Published Nov 5, 2018 at 8:00 am (Updated Nov 5, 2018 at 8:24 am)
Young people’s questions at a weekend forum on the history of racism in Bermuda showed “an absolute thirst” for understanding, one of the event’s organisers said.
Lisa Reed, executive officer of the Human Rights Commission, said: “It’s the recognition that if we do not connect our collective existence, then how are we to make Bermuda better?”
Ms Reed was speaking after the Race and Resistance: Understanding Bermuda Today event at Bermuda College on Saturday.
The daylong event included three panel discussions and featured more than two dozen local and international contributors “dedicated to honouring Bermuda’s history”.
The event’s goal was to “provide an accessible contribution to the telling of Bermuda’s experience of race and racism through the lens of resistance”.
Ajala Omodele, a writer and father of two, said that Bermuda’s youngsters were the key to “imagining a different world”.
He said: “Our children have to be the architects of the destruction of the systemic injustices that lays all of us low.”
Rajai Denbrook, an actor and performance artist, said that the arts “hit the viscera, they hit the heart, and they hit the mind, all at the same time” in response to a question during the final question and answer session.
Mr Denbrook added: “That power of communication and that power of truth that is inherent in artistic practice could not be more important to this kind of conversation, and could not be more important to young people.”
Theodore Francis, an assistant professor of history at a Texas university, agreed that the arts “were critical”.

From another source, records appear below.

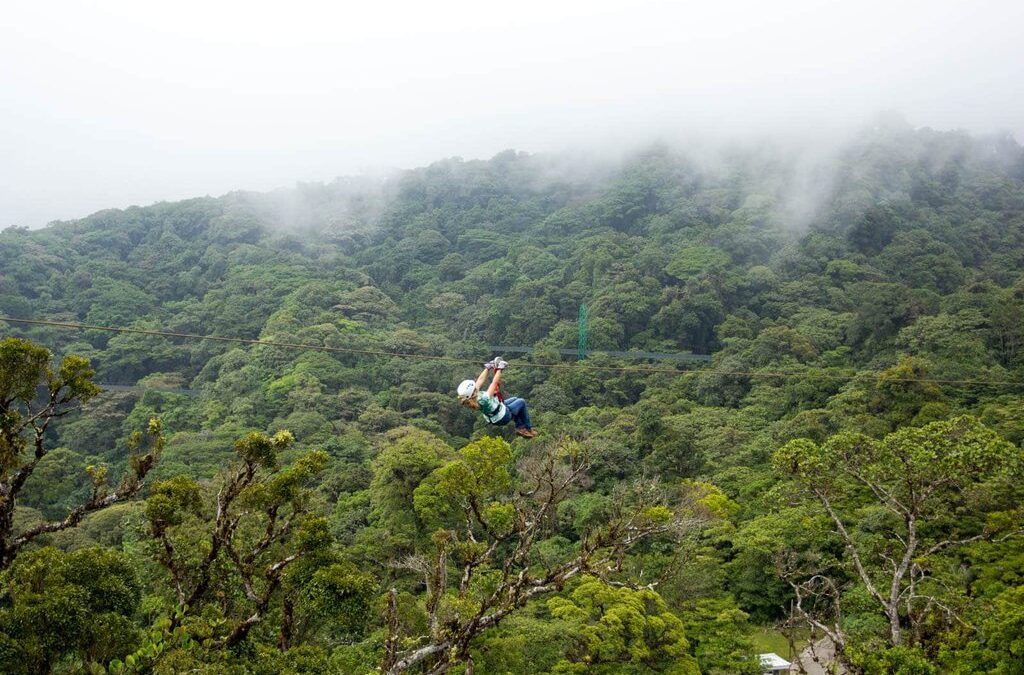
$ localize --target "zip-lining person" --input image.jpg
[458,356,537,438]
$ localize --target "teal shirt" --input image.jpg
[476,391,507,424]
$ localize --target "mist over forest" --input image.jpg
[0,115,1024,675]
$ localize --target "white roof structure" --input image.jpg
[758,651,793,673]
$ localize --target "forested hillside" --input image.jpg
[0,123,1024,674]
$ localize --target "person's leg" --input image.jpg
[505,397,532,430]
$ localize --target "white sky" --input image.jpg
[0,0,1024,227]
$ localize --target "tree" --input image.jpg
[774,417,1024,650]
[0,338,164,569]
[145,431,352,647]
[0,547,142,675]
[381,437,705,674]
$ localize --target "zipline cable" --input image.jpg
[0,317,1024,387]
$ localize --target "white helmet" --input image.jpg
[457,380,476,398]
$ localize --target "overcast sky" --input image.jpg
[0,0,1024,227]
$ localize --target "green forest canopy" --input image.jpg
[0,125,1024,673]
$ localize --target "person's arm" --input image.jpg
[487,371,502,396]
[476,368,494,394]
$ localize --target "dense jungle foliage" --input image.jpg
[0,118,1024,674]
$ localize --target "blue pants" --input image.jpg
[499,396,534,429]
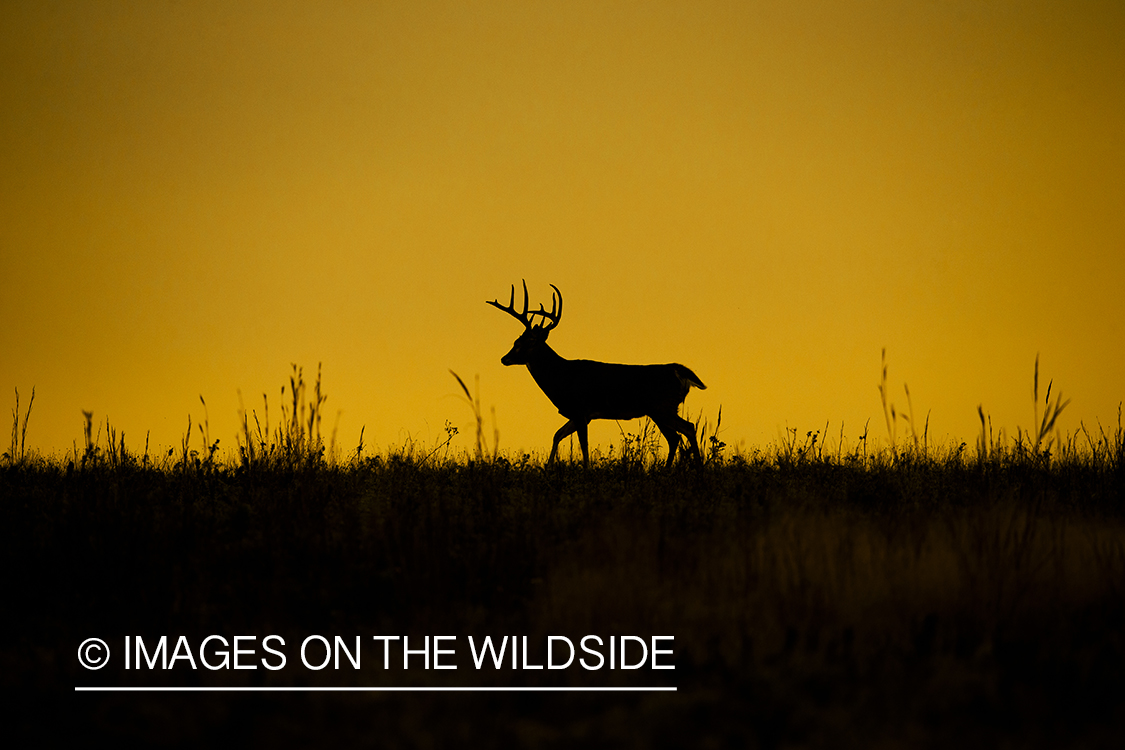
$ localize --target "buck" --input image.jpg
[486,281,707,467]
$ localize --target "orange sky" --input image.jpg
[0,0,1125,461]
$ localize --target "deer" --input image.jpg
[485,281,707,469]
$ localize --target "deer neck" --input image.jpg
[528,343,567,397]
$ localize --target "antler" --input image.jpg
[485,280,563,331]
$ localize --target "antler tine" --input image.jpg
[531,284,563,331]
[485,281,531,328]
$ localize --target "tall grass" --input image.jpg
[0,359,1125,747]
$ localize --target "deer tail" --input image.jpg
[672,364,707,390]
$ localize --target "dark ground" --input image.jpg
[0,458,1125,748]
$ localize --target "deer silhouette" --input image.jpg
[486,281,707,467]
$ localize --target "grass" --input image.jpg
[0,367,1125,747]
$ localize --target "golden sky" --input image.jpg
[0,0,1125,461]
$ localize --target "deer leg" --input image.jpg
[649,415,680,468]
[547,419,586,463]
[676,415,703,463]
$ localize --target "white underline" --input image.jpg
[74,687,676,693]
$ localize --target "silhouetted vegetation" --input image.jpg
[0,370,1125,747]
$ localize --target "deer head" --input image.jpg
[487,281,563,365]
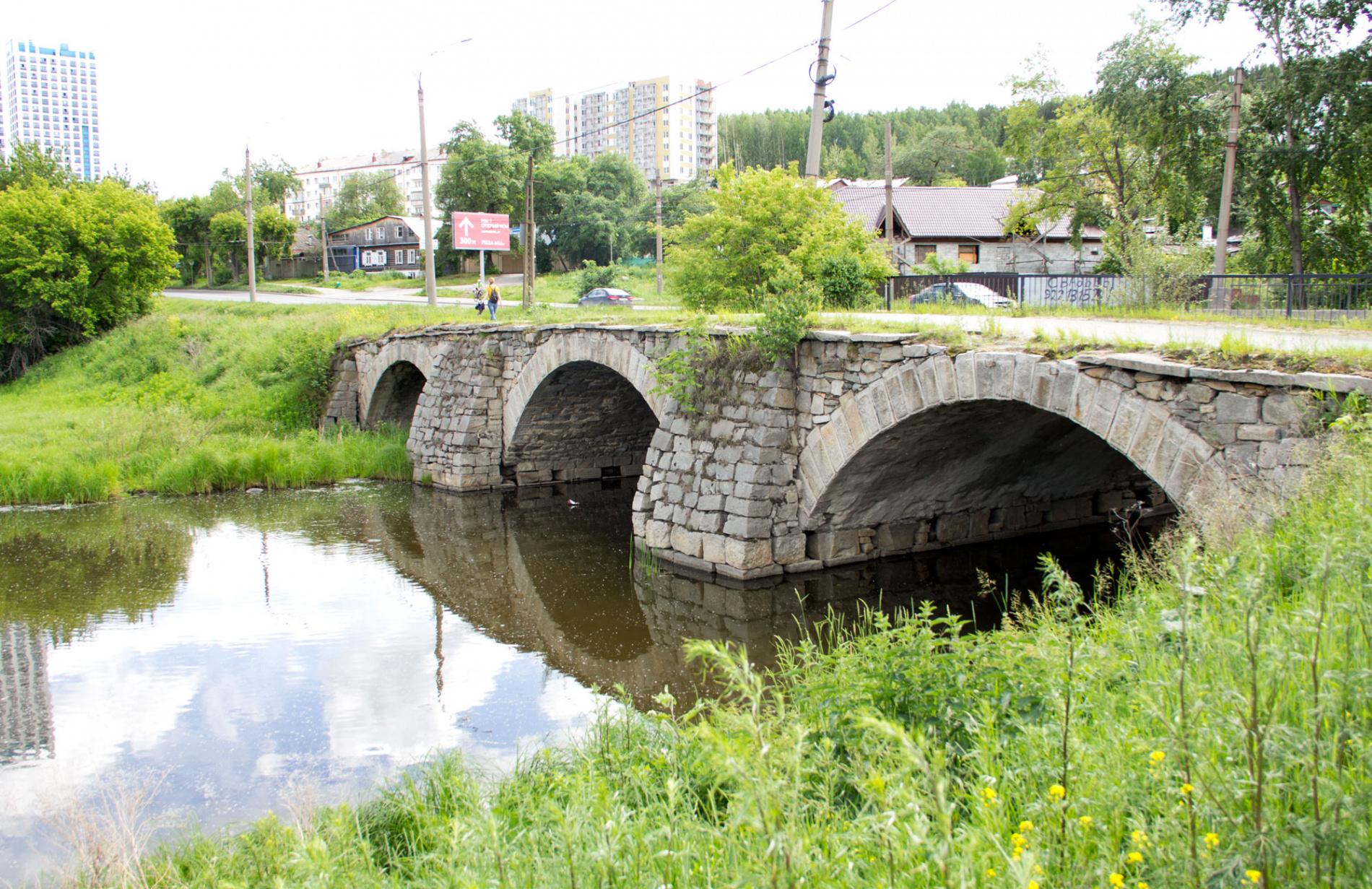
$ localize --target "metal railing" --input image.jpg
[890,272,1372,320]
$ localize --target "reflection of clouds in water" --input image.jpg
[0,524,594,878]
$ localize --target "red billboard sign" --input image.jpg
[453,212,511,251]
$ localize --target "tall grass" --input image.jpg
[80,421,1372,889]
[0,299,451,503]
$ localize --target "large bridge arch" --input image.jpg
[501,336,668,485]
[799,352,1229,558]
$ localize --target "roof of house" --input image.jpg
[834,185,1102,240]
[329,215,443,252]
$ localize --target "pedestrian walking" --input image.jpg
[486,279,501,321]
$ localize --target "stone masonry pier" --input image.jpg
[324,324,1372,579]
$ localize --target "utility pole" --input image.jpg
[523,151,535,311]
[243,148,256,302]
[420,81,438,306]
[320,185,329,284]
[653,168,663,295]
[1215,66,1243,274]
[886,118,896,311]
[805,0,834,178]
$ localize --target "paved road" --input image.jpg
[163,287,1372,351]
[831,311,1372,351]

He added: “Music, poetry, performance have been a way in which our stories have been conveyed, especially in the pre-literary era.”
Dr Francis was asked by a schoolgirl what young people could do to tackle the island’s race relations problems.
He said young people should work to “build community”.
Dr Francis added that young people could start with a focus on a single problem that bothered them.
He added: “Continue to build until you can work on that issue, so that you can change society.”
One of the organisers, Alexa Virdi, who is in her final year of a law degree at Oxford University, said that one of the goals of the event was to “try and make Bermuda’s history accessible”.
She added: “I certainly know, as a Bermudian, that I wasn’t taught any of this at school.
“Bermuda’s history is one of slavery and segregation.
“In an island where the current situation we are in is a direct product of slavery and segregation, if information is not known about that, I think that is a huge cause of a lot of the problems that we have.”
Ms Virdi said that she hoped event participants left with a desire to learn about Bermuda’s history.
She added: “It’s a responsibility for all of us, who live on this island that we love and is beautiful, to learn about what happened.”
Phyllis Curtis-Tweed, vice-president for academic and student affairs at Bermuda College, said that Bermuda “needed to regain control of our narrative”.
She added: “We have to be able to tell the story of our history.”
Organisers said the event, set up by the Human Rights Commission, Bermuda College and the Oxford Centre for Global History, was held in honour of writer and equality campaigner Eva Hodgson “with gratitude for her example, both as a courageous activist and an ever-curious academic”.